Cross site scripting (XSS) is a rising problem for web application, an attacker may be exploit XSS bug and take some advantages that will cause a great harm to the website, XSS is not a small deal that an administrator does not consider it, XSS is big issue because it led down to hijack the session, so for eCommerce web services XSS bug is the key point to failure.
There are many tools that has been discussed before for XSS penetration testing, so secure your web site before a hacker exploit it, if you want to find out vulnerability on your web application use XSSF.
The Cross-Site Scripting Framework (XSSF) is a security tool designed to turn the XSS vulnerability exploitation task into a much easier work. The XSSF project aims to demonstrate the real dangers of XSS vulnerabilities, vulgarizing their exploitation. This project is created solely for education, penetration testing and lawful research purposes.
XSSF allows creating a communication channel with the targeted browser (from a XSS vulnerability) in order to perform further attacks.
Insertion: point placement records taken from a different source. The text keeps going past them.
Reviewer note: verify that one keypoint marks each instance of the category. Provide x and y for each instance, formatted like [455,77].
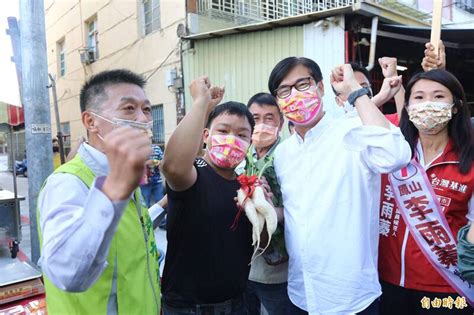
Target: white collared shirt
[78,225]
[330,183]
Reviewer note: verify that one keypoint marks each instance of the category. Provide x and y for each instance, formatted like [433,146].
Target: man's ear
[89,122]
[321,84]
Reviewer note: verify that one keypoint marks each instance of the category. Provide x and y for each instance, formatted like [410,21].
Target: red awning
[16,115]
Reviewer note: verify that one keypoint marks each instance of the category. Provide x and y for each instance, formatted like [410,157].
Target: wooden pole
[436,24]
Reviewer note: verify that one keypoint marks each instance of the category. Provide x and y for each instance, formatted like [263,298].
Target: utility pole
[58,121]
[36,105]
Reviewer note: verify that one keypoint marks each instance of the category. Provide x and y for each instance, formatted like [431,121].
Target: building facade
[85,37]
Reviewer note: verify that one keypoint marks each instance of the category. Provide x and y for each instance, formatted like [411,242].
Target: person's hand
[127,150]
[343,80]
[389,66]
[205,95]
[390,87]
[432,60]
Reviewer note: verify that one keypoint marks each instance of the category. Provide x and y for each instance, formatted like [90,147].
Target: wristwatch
[356,94]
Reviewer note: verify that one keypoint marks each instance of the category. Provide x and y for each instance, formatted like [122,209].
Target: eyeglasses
[301,85]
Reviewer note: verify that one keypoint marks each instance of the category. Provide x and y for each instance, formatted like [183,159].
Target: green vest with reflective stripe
[133,256]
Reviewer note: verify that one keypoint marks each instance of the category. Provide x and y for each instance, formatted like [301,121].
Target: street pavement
[6,182]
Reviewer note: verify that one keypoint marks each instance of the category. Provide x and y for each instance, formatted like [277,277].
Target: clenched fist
[127,150]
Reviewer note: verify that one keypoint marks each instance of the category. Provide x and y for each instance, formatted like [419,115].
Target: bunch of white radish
[261,213]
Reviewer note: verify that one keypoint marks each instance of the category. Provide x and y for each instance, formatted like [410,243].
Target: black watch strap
[356,94]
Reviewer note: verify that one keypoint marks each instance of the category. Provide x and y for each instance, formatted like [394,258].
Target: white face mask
[117,122]
[348,107]
[430,117]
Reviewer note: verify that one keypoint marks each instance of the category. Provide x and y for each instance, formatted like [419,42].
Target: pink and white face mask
[301,107]
[227,151]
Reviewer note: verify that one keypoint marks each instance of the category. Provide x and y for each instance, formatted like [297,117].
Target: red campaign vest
[411,269]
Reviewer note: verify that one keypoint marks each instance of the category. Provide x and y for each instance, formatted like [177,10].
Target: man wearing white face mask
[98,251]
[269,272]
[328,172]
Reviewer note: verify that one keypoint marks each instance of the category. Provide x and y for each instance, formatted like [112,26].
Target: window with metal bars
[151,10]
[158,124]
[92,40]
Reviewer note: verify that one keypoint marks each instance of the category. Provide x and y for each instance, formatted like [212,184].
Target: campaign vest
[132,264]
[402,262]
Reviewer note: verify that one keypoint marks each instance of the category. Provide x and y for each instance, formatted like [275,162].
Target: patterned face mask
[430,117]
[301,107]
[264,135]
[227,151]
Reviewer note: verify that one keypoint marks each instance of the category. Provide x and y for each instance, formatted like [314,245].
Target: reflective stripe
[112,308]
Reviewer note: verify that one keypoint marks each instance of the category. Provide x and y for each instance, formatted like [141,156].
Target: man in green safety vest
[98,250]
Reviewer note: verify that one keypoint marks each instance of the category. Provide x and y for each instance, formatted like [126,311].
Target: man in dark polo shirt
[207,262]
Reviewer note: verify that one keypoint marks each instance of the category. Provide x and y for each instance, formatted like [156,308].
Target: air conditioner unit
[87,55]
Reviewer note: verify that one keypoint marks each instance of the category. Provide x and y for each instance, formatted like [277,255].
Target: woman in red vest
[435,122]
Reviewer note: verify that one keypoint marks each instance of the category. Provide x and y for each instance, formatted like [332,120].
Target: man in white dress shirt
[329,172]
[98,252]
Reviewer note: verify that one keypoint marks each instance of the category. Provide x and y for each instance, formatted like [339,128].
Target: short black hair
[286,65]
[264,99]
[93,91]
[290,125]
[231,108]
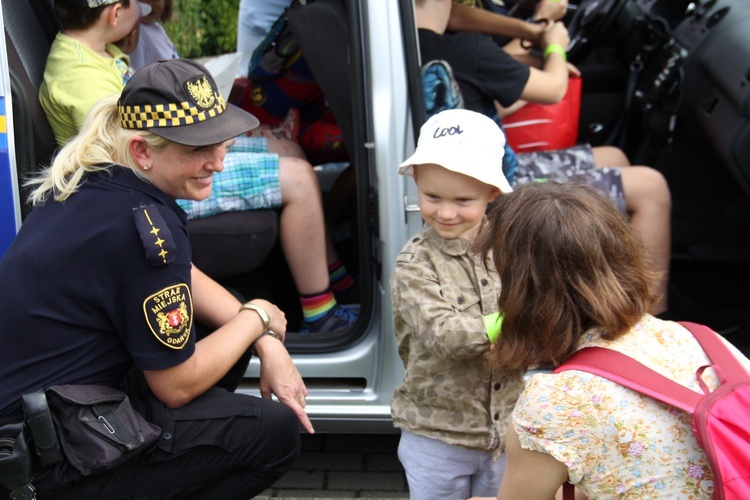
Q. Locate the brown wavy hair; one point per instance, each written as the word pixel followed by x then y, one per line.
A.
pixel 568 261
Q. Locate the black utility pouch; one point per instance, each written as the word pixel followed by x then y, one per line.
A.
pixel 97 426
pixel 39 421
pixel 16 464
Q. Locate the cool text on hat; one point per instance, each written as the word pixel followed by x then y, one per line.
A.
pixel 463 141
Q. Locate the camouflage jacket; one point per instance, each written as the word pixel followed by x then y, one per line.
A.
pixel 440 294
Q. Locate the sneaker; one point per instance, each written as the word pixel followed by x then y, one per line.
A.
pixel 338 318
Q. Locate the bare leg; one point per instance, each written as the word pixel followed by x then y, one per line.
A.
pixel 302 228
pixel 609 156
pixel 649 204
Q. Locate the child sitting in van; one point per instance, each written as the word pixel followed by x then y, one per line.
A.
pixel 83 66
pixel 451 408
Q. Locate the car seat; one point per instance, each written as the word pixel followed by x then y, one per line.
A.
pixel 223 245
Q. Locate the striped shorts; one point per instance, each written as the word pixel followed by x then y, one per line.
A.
pixel 249 181
pixel 574 164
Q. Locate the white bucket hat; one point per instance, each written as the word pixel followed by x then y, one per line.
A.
pixel 463 141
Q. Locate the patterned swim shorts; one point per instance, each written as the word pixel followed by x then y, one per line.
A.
pixel 249 181
pixel 574 164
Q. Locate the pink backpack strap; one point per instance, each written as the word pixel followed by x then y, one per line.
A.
pixel 731 368
pixel 628 372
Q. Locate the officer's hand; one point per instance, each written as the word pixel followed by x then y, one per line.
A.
pixel 280 377
pixel 553 10
pixel 556 34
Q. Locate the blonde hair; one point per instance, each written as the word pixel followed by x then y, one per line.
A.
pixel 100 145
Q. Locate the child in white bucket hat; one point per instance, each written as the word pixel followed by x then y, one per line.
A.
pixel 451 409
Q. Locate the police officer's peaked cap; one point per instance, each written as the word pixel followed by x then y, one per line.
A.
pixel 178 100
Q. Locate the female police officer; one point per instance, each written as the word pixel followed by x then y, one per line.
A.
pixel 99 281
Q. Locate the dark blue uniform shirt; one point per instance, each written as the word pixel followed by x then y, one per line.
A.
pixel 94 285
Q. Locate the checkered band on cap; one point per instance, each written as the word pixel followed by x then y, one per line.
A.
pixel 97 3
pixel 148 116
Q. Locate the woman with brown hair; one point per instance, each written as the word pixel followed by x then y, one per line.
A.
pixel 574 274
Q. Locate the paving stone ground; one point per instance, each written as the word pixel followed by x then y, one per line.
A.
pixel 344 466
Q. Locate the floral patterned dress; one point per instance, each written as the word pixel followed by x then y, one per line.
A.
pixel 615 441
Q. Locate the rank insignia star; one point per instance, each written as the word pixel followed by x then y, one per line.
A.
pixel 155 235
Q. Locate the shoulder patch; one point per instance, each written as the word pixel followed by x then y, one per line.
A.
pixel 156 237
pixel 169 314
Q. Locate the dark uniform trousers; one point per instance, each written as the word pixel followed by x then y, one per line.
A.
pixel 220 445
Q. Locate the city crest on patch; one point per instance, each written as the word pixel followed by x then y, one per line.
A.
pixel 169 314
pixel 201 92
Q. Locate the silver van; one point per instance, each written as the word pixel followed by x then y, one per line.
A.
pixel 687 94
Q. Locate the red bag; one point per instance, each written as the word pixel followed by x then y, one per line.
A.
pixel 720 418
pixel 545 127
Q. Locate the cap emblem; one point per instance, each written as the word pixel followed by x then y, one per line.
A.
pixel 201 92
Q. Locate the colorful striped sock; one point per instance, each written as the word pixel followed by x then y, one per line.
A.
pixel 339 276
pixel 317 305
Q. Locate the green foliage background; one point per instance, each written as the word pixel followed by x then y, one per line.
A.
pixel 204 27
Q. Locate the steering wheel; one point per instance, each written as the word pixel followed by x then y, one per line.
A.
pixel 591 22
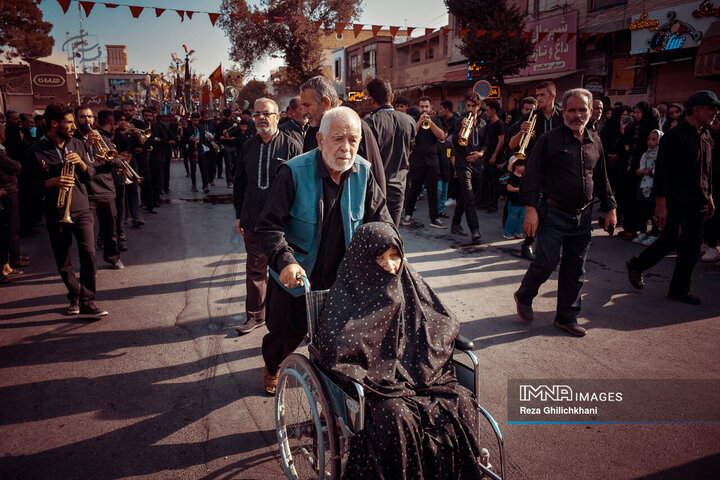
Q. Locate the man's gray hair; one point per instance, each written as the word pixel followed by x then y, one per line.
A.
pixel 322 88
pixel 578 92
pixel 266 100
pixel 338 113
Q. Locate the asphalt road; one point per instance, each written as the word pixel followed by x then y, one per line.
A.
pixel 164 388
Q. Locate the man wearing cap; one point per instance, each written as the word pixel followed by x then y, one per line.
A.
pixel 683 196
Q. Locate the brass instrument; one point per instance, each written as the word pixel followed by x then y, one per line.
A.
pixel 65 194
pixel 525 139
pixel 103 151
pixel 464 135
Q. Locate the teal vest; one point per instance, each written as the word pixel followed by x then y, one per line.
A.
pixel 303 229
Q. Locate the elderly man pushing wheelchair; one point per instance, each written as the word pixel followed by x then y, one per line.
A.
pixel 318 200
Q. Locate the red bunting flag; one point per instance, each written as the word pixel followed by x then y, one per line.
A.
pixel 64 4
pixel 87 6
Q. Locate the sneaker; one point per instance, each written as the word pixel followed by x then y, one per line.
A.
pixel 92 310
pixel 437 223
pixel 634 276
pixel 457 230
pixel 710 255
pixel 74 307
pixel 249 326
pixel 640 238
pixel 650 240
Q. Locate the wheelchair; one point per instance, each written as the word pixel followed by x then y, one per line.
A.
pixel 315 418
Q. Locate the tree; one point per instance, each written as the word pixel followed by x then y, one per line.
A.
pixel 499 56
pixel 22 30
pixel 252 91
pixel 255 34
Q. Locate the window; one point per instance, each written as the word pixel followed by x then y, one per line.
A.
pixel 598 5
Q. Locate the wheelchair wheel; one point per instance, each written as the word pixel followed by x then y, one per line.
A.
pixel 305 423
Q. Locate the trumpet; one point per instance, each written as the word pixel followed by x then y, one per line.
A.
pixel 65 194
pixel 464 135
pixel 525 139
pixel 103 151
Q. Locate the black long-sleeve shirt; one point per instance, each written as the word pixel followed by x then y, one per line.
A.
pixel 257 166
pixel 45 161
pixel 274 217
pixel 683 169
pixel 561 168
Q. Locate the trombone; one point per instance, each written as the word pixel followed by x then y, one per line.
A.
pixel 525 139
pixel 464 136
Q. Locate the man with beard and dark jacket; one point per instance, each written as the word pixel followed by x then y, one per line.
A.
pixel 257 167
pixel 549 117
pixel 395 134
pixel 46 160
pixel 296 123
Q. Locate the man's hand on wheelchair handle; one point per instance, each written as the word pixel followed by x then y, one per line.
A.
pixel 290 276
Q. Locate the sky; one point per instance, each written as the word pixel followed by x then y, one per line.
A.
pixel 151 40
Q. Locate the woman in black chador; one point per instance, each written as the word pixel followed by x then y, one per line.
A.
pixel 384 328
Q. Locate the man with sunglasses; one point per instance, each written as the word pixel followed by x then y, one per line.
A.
pixel 257 166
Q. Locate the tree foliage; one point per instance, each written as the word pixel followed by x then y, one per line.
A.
pixel 500 56
pixel 295 37
pixel 253 90
pixel 23 33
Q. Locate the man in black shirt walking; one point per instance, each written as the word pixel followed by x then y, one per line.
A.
pixel 258 162
pixel 567 167
pixel 683 196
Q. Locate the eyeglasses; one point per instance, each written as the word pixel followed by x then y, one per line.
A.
pixel 264 114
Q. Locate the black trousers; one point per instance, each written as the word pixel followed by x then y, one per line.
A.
pixel 106 212
pixel 559 230
pixel 395 195
pixel 61 235
pixel 419 175
pixel 469 179
pixel 683 232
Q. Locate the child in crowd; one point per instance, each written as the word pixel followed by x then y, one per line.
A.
pixel 646 200
pixel 516 211
pixel 446 160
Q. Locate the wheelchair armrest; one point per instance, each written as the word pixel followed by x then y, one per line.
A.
pixel 463 343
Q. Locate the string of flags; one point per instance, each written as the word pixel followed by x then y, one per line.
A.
pixel 339 27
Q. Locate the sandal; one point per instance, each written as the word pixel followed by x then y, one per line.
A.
pixel 269 382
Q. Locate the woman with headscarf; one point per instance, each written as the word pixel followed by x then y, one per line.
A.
pixel 384 327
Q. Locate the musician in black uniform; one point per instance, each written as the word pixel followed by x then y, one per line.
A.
pixel 46 159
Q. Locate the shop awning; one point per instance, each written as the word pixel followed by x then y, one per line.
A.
pixel 707 61
pixel 536 78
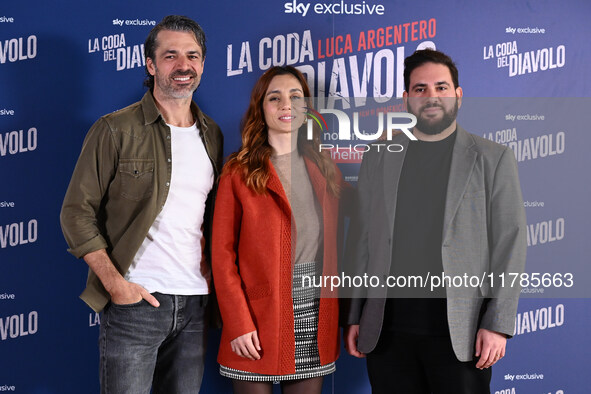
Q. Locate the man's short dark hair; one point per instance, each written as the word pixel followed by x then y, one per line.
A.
pixel 173 23
pixel 429 55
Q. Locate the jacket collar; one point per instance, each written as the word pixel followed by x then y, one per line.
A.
pixel 152 114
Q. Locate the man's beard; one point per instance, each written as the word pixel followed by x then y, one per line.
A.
pixel 166 84
pixel 430 127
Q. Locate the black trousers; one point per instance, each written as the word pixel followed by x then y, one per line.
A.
pixel 422 364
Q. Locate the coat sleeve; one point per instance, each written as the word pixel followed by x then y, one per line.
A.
pixel 507 245
pixel 236 317
pixel 92 175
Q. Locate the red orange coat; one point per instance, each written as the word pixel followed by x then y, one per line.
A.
pixel 252 271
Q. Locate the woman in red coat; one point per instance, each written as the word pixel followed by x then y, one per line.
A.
pixel 275 223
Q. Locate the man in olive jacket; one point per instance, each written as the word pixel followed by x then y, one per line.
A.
pixel 138 211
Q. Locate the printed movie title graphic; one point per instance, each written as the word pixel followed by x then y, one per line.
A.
pixel 16 326
pixel 349 74
pixel 15 234
pixel 545 232
pixel 530 148
pixel 528 62
pixel 539 319
pixel 18 141
pixel 18 49
pixel 115 49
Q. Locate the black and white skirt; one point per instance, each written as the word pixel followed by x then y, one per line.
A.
pixel 305 310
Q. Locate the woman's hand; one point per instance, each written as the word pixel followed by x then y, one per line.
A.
pixel 247 346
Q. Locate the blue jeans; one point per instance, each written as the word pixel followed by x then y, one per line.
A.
pixel 163 348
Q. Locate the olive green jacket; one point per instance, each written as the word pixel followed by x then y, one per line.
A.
pixel 120 184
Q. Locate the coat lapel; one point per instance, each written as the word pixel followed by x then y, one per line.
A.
pixel 462 164
pixel 318 181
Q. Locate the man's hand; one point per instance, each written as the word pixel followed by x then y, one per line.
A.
pixel 351 335
pixel 247 346
pixel 490 347
pixel 125 293
pixel 122 292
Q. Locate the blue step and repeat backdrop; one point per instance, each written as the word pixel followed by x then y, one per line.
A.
pixel 524 68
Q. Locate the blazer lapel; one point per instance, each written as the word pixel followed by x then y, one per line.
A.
pixel 462 164
pixel 392 169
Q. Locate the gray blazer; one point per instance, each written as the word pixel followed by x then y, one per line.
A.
pixel 484 232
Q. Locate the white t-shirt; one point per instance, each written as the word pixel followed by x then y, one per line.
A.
pixel 169 260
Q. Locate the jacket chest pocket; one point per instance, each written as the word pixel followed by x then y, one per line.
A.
pixel 137 178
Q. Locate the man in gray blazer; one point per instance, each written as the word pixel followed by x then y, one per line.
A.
pixel 447 208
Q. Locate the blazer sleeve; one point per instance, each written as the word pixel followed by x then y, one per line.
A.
pixel 507 244
pixel 236 317
pixel 357 246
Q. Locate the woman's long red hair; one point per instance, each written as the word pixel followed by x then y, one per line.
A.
pixel 252 159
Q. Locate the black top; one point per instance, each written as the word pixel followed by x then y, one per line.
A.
pixel 416 246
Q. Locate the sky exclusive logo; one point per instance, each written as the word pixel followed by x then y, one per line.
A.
pixel 338 8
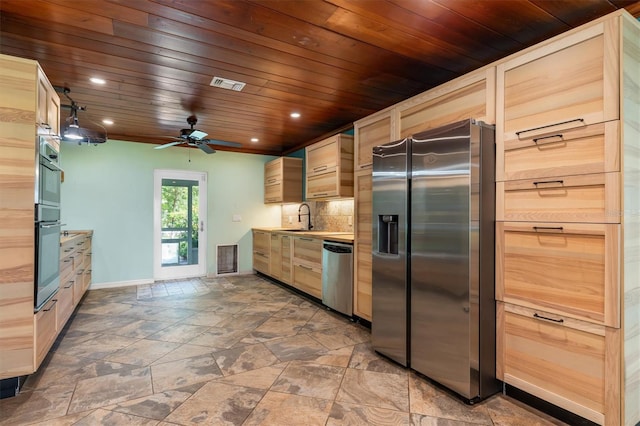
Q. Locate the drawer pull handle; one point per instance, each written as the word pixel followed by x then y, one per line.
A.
pixel 52 305
pixel 581 120
pixel 559 135
pixel 547 182
pixel 559 321
pixel 548 228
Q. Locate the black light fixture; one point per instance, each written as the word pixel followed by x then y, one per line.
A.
pixel 71 130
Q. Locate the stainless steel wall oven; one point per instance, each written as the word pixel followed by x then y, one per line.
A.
pixel 47 223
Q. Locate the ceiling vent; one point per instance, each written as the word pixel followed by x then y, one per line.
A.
pixel 225 83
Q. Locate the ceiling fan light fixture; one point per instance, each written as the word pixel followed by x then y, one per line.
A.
pixel 197 135
pixel 225 83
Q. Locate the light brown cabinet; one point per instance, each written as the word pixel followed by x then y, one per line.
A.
pixel 469 96
pixel 20 80
pixel 48 107
pixel 283 180
pixel 329 168
pixel 374 130
pixel 362 292
pixel 261 251
pixel 307 265
pixel 567 198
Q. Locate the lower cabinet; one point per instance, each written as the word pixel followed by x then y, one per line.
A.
pixel 307 265
pixel 46 330
pixel 571 363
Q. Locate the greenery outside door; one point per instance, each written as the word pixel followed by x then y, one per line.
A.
pixel 179 224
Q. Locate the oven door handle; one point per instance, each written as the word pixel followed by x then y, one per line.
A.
pixel 53 225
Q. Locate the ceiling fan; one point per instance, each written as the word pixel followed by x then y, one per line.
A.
pixel 196 138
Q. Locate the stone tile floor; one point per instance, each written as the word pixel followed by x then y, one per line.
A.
pixel 230 351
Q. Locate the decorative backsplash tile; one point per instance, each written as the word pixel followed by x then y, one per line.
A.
pixel 325 215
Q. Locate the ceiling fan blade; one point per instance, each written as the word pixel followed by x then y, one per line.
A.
pixel 222 143
pixel 206 148
pixel 167 145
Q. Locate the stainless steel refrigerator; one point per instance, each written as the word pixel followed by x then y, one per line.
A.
pixel 433 255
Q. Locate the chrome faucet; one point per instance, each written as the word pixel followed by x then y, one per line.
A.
pixel 309 226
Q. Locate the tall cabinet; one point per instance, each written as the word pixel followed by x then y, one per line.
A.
pixel 568 230
pixel 470 96
pixel 28 106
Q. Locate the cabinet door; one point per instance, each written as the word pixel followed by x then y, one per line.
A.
pixel 286 275
pixel 323 156
pixel 273 193
pixel 275 256
pixel 566 362
pixel 45 329
pixel 308 279
pixel 568 269
pixel 569 83
pixel 323 185
pixel 470 96
pixel 371 131
pixel 307 250
pixel 582 198
pixel 363 211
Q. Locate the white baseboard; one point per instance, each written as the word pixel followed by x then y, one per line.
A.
pixel 116 284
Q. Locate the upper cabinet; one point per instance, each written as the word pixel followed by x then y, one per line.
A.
pixel 568 83
pixel 470 96
pixel 374 130
pixel 48 111
pixel 329 170
pixel 283 180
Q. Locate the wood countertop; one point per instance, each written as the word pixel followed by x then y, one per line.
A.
pixel 343 237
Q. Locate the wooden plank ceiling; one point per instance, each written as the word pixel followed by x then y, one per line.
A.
pixel 333 61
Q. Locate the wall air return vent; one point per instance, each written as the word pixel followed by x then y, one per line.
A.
pixel 225 83
pixel 227 259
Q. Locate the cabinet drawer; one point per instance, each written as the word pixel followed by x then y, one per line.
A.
pixel 65 304
pixel 261 262
pixel 307 250
pixel 45 329
pixel 273 193
pixel 262 241
pixel 308 279
pixel 584 150
pixel 566 362
pixel 566 84
pixel 582 198
pixel 568 269
pixel 323 185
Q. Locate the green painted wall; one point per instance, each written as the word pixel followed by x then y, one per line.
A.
pixel 109 189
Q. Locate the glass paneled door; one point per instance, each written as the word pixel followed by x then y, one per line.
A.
pixel 180 211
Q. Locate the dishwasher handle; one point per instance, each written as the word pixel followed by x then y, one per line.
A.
pixel 338 248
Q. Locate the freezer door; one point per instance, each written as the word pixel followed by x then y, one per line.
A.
pixel 389 260
pixel 441 236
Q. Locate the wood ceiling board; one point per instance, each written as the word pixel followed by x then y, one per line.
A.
pixel 158 57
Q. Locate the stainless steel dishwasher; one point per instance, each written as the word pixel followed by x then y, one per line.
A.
pixel 337 276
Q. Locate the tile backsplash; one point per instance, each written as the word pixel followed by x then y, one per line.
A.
pixel 325 215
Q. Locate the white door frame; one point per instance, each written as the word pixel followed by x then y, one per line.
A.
pixel 184 271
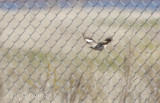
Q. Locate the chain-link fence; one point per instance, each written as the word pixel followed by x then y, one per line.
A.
pixel 45 59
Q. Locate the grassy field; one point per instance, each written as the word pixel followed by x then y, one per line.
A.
pixel 43 52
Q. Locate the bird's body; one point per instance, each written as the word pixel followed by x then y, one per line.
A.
pixel 97 45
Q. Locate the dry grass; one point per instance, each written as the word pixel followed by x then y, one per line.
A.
pixel 56 61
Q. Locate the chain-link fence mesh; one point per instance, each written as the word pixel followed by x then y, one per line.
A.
pixel 44 58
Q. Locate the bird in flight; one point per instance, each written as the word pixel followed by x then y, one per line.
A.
pixel 97 45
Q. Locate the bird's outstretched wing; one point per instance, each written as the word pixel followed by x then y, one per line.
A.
pixel 89 40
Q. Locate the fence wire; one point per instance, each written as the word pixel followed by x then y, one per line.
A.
pixel 44 58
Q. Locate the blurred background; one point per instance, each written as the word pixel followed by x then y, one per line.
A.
pixel 44 58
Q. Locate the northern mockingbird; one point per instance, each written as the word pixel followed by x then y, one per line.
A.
pixel 97 45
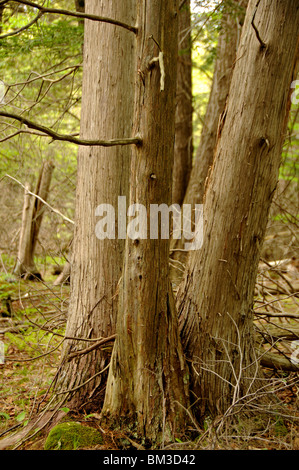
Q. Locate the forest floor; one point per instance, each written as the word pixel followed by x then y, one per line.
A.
pixel 32 321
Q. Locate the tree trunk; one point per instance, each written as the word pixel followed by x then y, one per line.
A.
pixel 183 148
pixel 102 176
pixel 33 211
pixel 147 382
pixel 229 37
pixel 215 298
Users are free to select existing modules (a module = an attack) in order to target specific browsers.
XSSF provides a powerfull documented API, which facilitates development of modules and attacks. In addition, its integration into the Metasploit Framework allows users to launch MSF browser based exploit easilly from an XSS vulnerability.
The great feature is metasploit integration that will allows you to run an exploit against a vulnerability, that will surely give an attacker the root access on the web server that is really harmful.
Load XSSF Into Metasploit
- Start Metasploit Framework (Console for example)
- Connect to a database if that’s not automatically done
- Load XSSF plugin using the command ‘load xssf’. XSSF server port can be modified using the option ‘ServerPort=80’ after loading command. XSSF server URI can be changed using the option ‘ServerUri=/’.